Maybe the right move is to treat them as temporally adjacent stages rather than as separate categories — distress is the condition under which injury accumulates, and the line between them is when I should have refused turns into I helped. But that collapses Litz's distinction more than I want.

Leaving this unresolved. The CAP ↔ moral-distress bridge I added last week may need to extend through to moral injury for the perpetration-by-omission cases.

Moral injury Moral distress Perpetration-induced traumatic stress Civil Air Patrol (institution)

№ 2

Realised today that Shay's account of moral injury as betrayal of what's right actually presupposes the Westphalian frame in a way I hadn't seen before. The leader who betrays the soldier is not a private individual in Shay's analysis; they personify the state's claim to legitimately authorise violence. When that claim is broken — when the war turns out to have been unjust, when the rules of engagement were a lie — moral injury is the psychological residue of the state's default as much as the individual's.

This means Shay should bridge into the chartered-violence continent through Westphalian monopoly rather than sit only within moral-injury. Added that. Wondering whether it pulls his page too far toward the political-theory side; the chartered-violence ring next to his name on the territory looks right but feels strange.
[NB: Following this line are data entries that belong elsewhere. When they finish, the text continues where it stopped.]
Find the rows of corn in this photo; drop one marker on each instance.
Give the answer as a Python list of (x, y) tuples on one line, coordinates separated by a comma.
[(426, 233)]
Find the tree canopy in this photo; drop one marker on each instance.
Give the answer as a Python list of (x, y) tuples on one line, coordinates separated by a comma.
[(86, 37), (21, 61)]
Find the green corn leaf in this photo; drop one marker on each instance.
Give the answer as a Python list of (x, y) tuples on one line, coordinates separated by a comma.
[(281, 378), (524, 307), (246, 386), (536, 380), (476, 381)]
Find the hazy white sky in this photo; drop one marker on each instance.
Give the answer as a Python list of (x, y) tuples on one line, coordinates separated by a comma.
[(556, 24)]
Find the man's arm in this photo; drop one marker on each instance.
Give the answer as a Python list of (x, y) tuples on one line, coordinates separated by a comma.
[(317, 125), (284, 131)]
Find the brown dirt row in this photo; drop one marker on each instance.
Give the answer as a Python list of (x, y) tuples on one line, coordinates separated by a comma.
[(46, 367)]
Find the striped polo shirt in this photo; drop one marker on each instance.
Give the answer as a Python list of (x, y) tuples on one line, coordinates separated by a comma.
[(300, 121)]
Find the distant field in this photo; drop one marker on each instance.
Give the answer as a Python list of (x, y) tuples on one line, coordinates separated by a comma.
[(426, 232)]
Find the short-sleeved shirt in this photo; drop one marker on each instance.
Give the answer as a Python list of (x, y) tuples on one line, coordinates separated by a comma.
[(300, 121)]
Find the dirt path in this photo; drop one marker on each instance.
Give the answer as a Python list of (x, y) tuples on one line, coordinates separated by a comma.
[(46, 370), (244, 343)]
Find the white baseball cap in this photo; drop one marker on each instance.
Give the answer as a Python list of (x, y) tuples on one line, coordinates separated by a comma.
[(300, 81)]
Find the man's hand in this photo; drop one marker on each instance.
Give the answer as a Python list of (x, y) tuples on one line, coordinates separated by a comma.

Moral injury The Westphalian monopoly on violence Just war Thémis Jonathan Shay

№ 1

Started thinking of the territory page less as a visualisation and more as a place. The framing shift matters. A visualisation answers what does my data look like; a place answers where am I in this body of thought. The mechanics are the same — force-directed layout, hairline edges, glyphs per node — but the affordances start to differ.

A place wants persistent inhabitants (the trail overlay shows where you've been). A place wants regions you can name (added italic serif region labels for the two continents). A place wants paths that aren't your own (the quest tracelines). A place wants someone to point and say there (alt-click pin).

A visualisation, by contrast, would want zoom-to-fit, brush-and-select, export-CSV. None of those would be wrong. They would be a different project.